In this case we see that cpuinfo is reporting to us that the processors are running at just 1GHz. This is a very different number than what we saw with dmidecode. The reason for the difference in the reported speed is that dmidecode is showing the processor’s rated speed – more or less its model number. This is why the speed is an even number. Cpuinfo, on the other hand, is reading the current speed directly from the CPU clock. Normally we would expect these numbers to be very close to each other with an acceptable degree of rounding. This dramatic difference in speeds is because the server is mostly idle and the CPU has been stepped down by the kernel to save power while it is not needed. This is an important power saving characteristic of newer processors and needs to be taken into account when using CPU speed reporting tools.

We can find additional information, as detected during the boot process, from dmesg. Dmesg will give us the maximum detected speed of our process as well as some very useful information if we just know where to look.

dmesg | grep "MHz processor"
time.c: Detected 2411.266 MHz processor.

dmesg | grep "powernow" | head -n 6
powernow-k8: Found 8 Dual-Core AMD Opteron(tm) Processor 8216 processors (version 2.00.00-rhel4)
powernow-k8: 0 : fid 0x10 (2400 MHz), vid 0xa
powernow-k8: 1 : fid 0xe (2200 MHz), vid 0xc
powernow-k8: 2 : fid 0xc (2000 MHz), vid 0xe
powernow-k8: 3 : fid 0xa (1800 MHz), vid 0x10
powernow-k8: 4 : fid 0x2 (1000 MHz), vid 0x12

As you can see from the first command output, dmesg tested the processors and determined that they are approximately 2.4GHz which corresponds to the rated speed as shown by dmidecode. We can see here that dmesg believes that this server has eight CPUs which is technically correct as each Opteron in this configuration is truly two processors. This is confusing, though, because it reports eight dual-core processors which is not correct. There are four dual-core processors here. Each dual-core is two discrete processors for eight total with just four sockets (semantic difference between the die configuration of Intel and AMD chips.)

What we are really interested in, in the above output, is the five PowerNow K8 levels – zero through four. These are the five speed steps available to our processors. When viewing the output of /proc/cpuinfo we should see the processor to be at one of the speeds indicated here as being available to us. This can be extremely useful information.

We can also discover some simple CPU count information through our first two tools. Each tool views the system differently so we need to be aware of what we are looking at. Dmidecode views the system from a socket perspective and cpuinfo views the system from a core perspective (which can be either an independent CPU or cores within a single CPU – AMD versus Intel ideology.)

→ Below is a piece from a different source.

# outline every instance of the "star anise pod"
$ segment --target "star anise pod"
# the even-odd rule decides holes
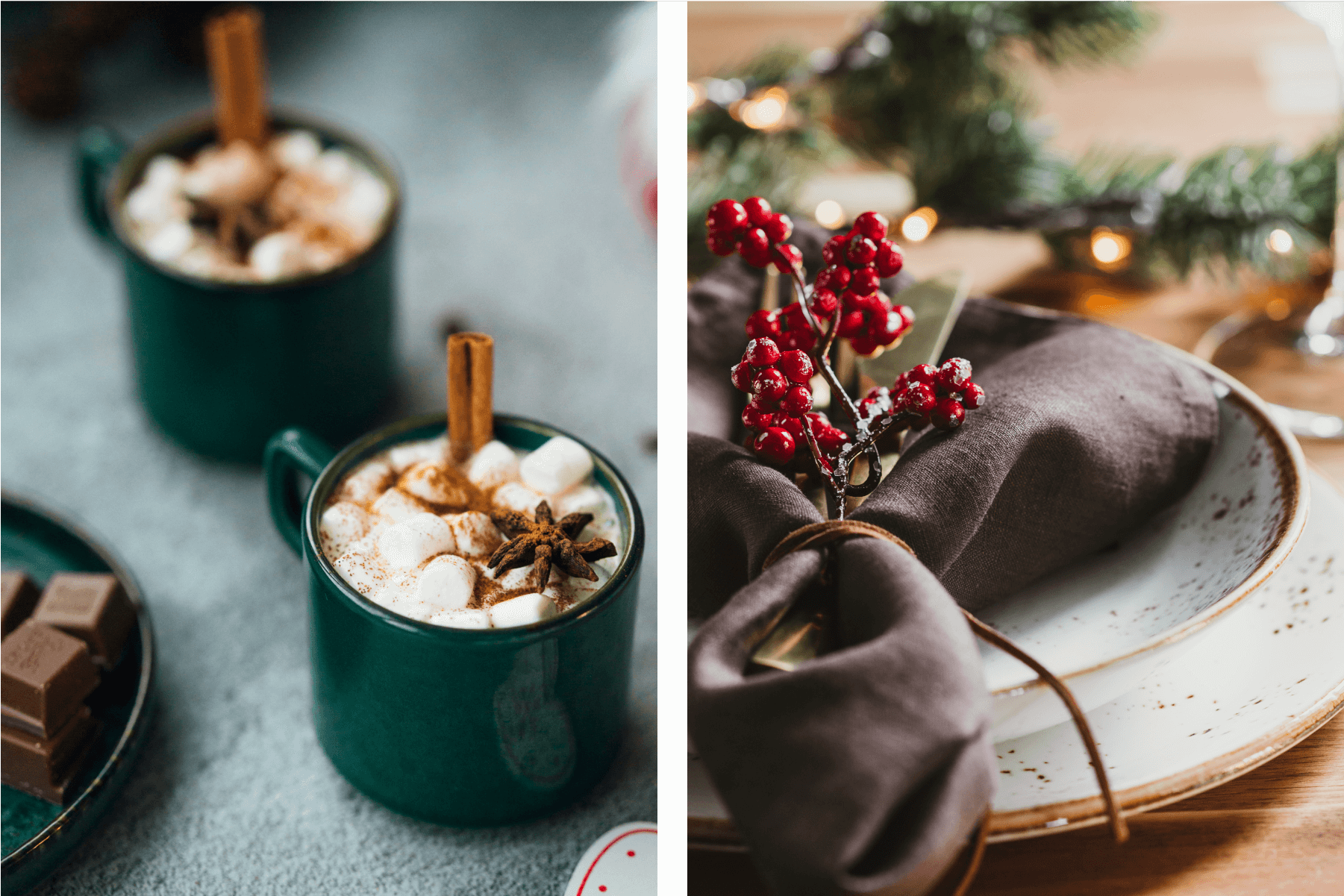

dmidecode | grep "Central Processor" | wc -l
4

grep processor /proc/cpuinfo | wc -l
8

As you can see, it is important to know which view of the processor you are speaking about. This will become ever more important as CPUs continue to increase in cores per CPU, CPUs per socket and threads per core!

To gain more insight into the CPU discovery process I will now run through the same examples but on an HP DL380 G5 server using two quad-core Intel XEON processors based on its Core 2 architecture.

dmidecode | grep "Current Speed" | head -n 1
Current Speed: 2333 MHz

dmidecode | grep "Max Speed" | head -n 1
Max Speed: 4800 MHz

grep MHz /proc/cpuinfo | head -n 1
cpu MHz : 2333.337

dmesg | grep "MHz processor"
time.c: Detected 2333.337 MHz processor.

dmidecode | grep "Central Processor" | wc -l
2

grep processor /proc/cpuinfo | wc -l
8

Unfortunately the trick used on the AMD Opteron to display the steppings of the PowerNow architecture does not work with the Intel processors. But we can see here how the discrepancy between processor reporting methods varies even more dramatically as we move towards more multi-core processors.